Adversarial Pulmonary Pathology Translation for Pairwise Chest X-ray Data Augmentation
This work addresses the need for reliable data augmentation in medical imaging to enhance disease diagnosis, though it is incremental as it builds on existing GAN-based approaches.
The paper tackled the problem of generating plausible chest X-ray images for data augmentation in lung disease recognition by proposing a method that preserves undistorted pathology areas, resulting in high-quality synthetic images validated by radiologists and improved disease localization performance.
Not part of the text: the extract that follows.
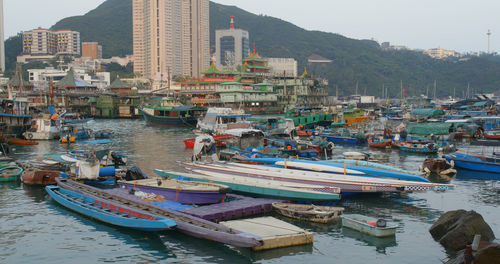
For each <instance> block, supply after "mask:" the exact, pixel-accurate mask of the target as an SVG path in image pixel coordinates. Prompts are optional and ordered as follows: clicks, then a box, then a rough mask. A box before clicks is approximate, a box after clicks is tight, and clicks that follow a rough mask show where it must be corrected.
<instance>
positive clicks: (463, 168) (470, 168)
mask: <svg viewBox="0 0 500 264" xmlns="http://www.w3.org/2000/svg"><path fill="white" fill-rule="evenodd" d="M444 158H445V159H446V160H447V161H448V162H450V163H452V164H453V165H454V166H455V167H456V168H459V169H466V170H472V171H481V172H488V173H495V174H497V175H499V179H500V156H499V155H496V156H495V155H493V156H484V155H480V154H466V153H462V152H455V153H452V154H450V155H445V156H444Z"/></svg>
Recent works show that Generative Adversarial Networks (GANs) can be successfully applied to chest X-ray data augmentation for lung disease recognition. However, the implausible and distorted pathology features generated from the less than perfect generator may lead to wrong clinical decisions. Why not keep the original pathology region? We proposed a novel approach that allows our generative model to generate high quality plausible images that contain undistorted pathology areas. The main idea is to design a training scheme based on an image-to-image translation network to introduce variations of new lung features around the pathology ground-truth area. Moreover, our model is able to leverage both annotated disease images and unannotated healthy lung images for the purpose of generation. We demonstrate the effectiveness of our model on two tasks: (i) we invite certified radiologists to assess the quality of the generated synthetic images against real and other state-of-the-art generative models, and (ii) data augmentation to improve the performance of disease localisation.